The act applies to an agreement between an employer and employee, or otherwise arising out of an existing or anticipated employment relationship, under which the employee agrees not to engage in certain competitive activities after the employment ends. The act does not apply to non-solicitation agreements, non-disclosure agreements, non-competes made as part of a sale of a business, and non-competes made in connection with cessation or separation of employment. The act will only apply to agreements entered into on or after October 1, 2018.
What Employees are Covered? What Employees are Excluded?
The act regulates only the use of non-competes with “employees,” but includes “independent contractors” in its definition of “employees.” Accordingly, this act will govern non-competes with employees and independent contractors. According to the act, non-compete agreements cannot be enforced against: (1) employees who are classified as non-exempt under the Fair Labor Standards Act, (2) undergraduate or graduate students who are engaged in short-term employment, (3) employees who have been terminated without cause or laid off, or (4) employees who are 18 years of age or younger.
Garden-Leave Pay – You Pay While They Can’t Work
The act requires non-compete agreements to provide for payment of “garden leave pay or some other mutually agreed-upon consideration.” Noncompetition agreements that provide for “garden leave pay,” require the employer, during the restricted period, to continue paying the employee an amount equal to 50% of the employee’s highest annual salary paid within the two preceding years. That act allows agreements to provide for “some other mutually agreed-upon consideration,” but does not provide guidance as to the timing or value of that consideration.
Structural and Procedural Requirements
The act imposes the following structural and procedural requirements regarding the enforceability of non-compete agreements: (1) they must be in writing, (2) they must be signed by both the employer and the employee, (3) they must state that employee has a right to consult with counsel before signing, (4) non-competes signed at the commencement of employment must be presented to the employee at the earlier of making an offer of employment or 10 days before the commencement of employment, (5) non-competes signed after the commencement of employment must be supported by consideration beyond the continuation of employment.
Limitations on Scope of Non-Compete Agreements
The act imposes significant restrictions on the scope of non-competes. According to the act, non-competes (1) cannot be broader than necessary to protect a legitimate business interest, something defined as trade secrets, confidential information, and goodwill, (2) cannot exceed one-year in duration, (3) must be limited, geographically, to where the employer actually conducts business, and (4) be limited to the services actually performed by the to-be-restricted employee.

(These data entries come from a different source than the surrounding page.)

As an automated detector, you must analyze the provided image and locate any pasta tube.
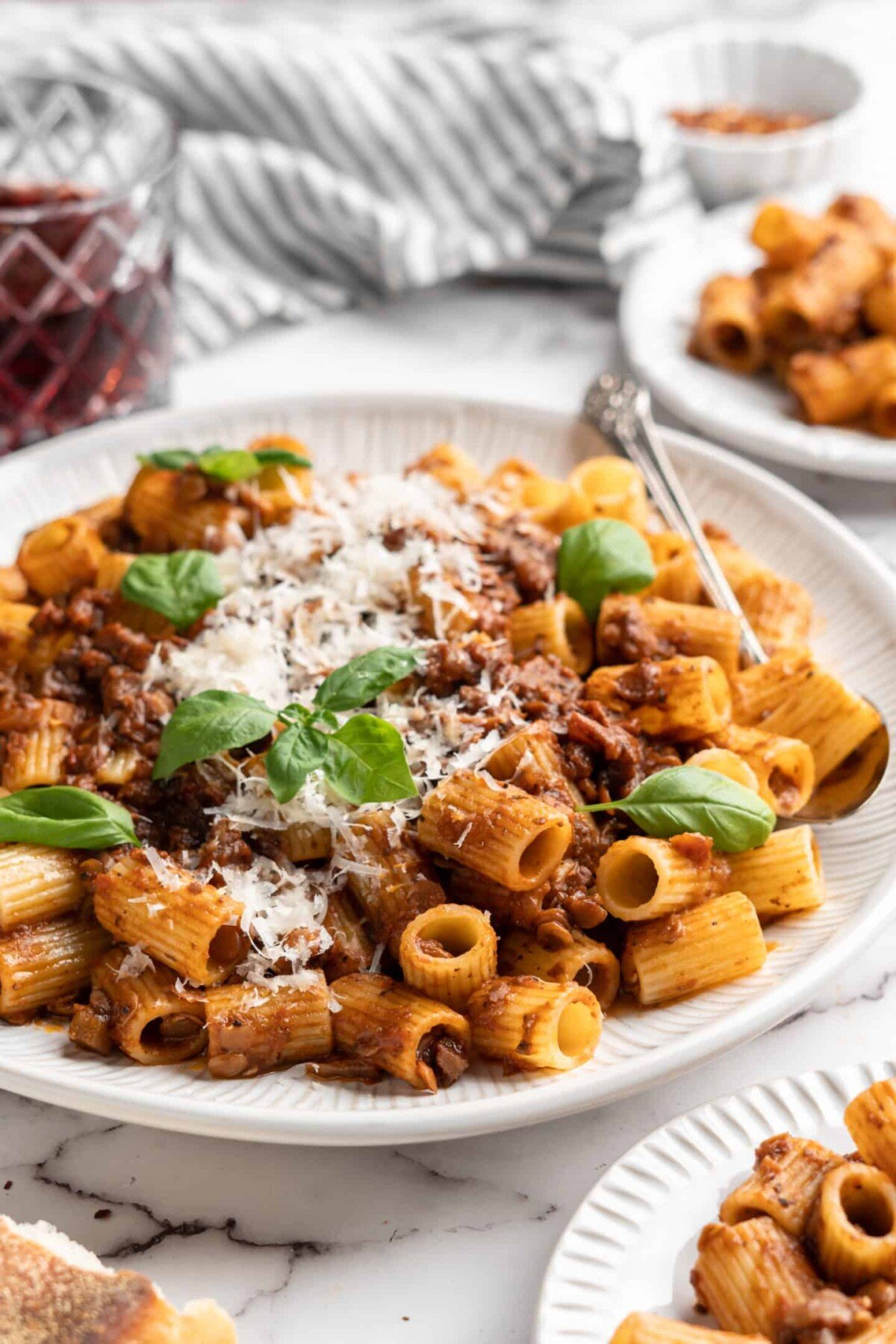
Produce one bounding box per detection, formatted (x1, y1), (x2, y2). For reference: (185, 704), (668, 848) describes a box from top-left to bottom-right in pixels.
(205, 971), (333, 1078)
(827, 192), (896, 261)
(641, 532), (703, 603)
(498, 929), (619, 1013)
(467, 976), (603, 1071)
(80, 948), (205, 1065)
(331, 974), (470, 1092)
(451, 868), (563, 930)
(124, 467), (250, 551)
(0, 844), (84, 933)
(806, 1163), (896, 1293)
(482, 723), (567, 797)
(719, 1134), (844, 1236)
(417, 770), (572, 891)
(0, 700), (78, 793)
(622, 891), (765, 1010)
(598, 593), (740, 676)
(762, 231), (884, 349)
(691, 1218), (822, 1340)
(598, 836), (731, 924)
(750, 200), (842, 270)
(511, 593), (594, 675)
(712, 721), (815, 817)
(610, 1312), (768, 1344)
(405, 444), (485, 500)
(844, 1078), (896, 1180)
(94, 747), (149, 785)
(284, 821), (333, 863)
(0, 915), (111, 1021)
(696, 276), (765, 373)
(399, 904), (498, 1012)
(862, 262), (896, 336)
(733, 652), (880, 786)
(568, 453), (647, 532)
(16, 516), (106, 597)
(709, 538), (812, 648)
(728, 827), (825, 924)
(688, 747), (759, 793)
(321, 891), (375, 980)
(93, 850), (247, 985)
(785, 336), (896, 425)
(585, 657), (731, 742)
(340, 810), (445, 957)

The act does provide that courts may “reform or otherwise revise” non-competes that are too broad in scope in order to bring them into compliance with the act’s scope of requirements.
Next Steps for employers
This act will dramatically impact employers who use non-compete agreements with their workforce. Those who use them on a regular basis should consult with an employment attorney to be sure their use of them after October 1, 2018 complies with this act’s requirements. Those who do not use them regularly, but have considered doing so, should give considerable thought to rolling out non-competes prior to October 1, 2018 because the act does not apply to agreements entered into prior to that date.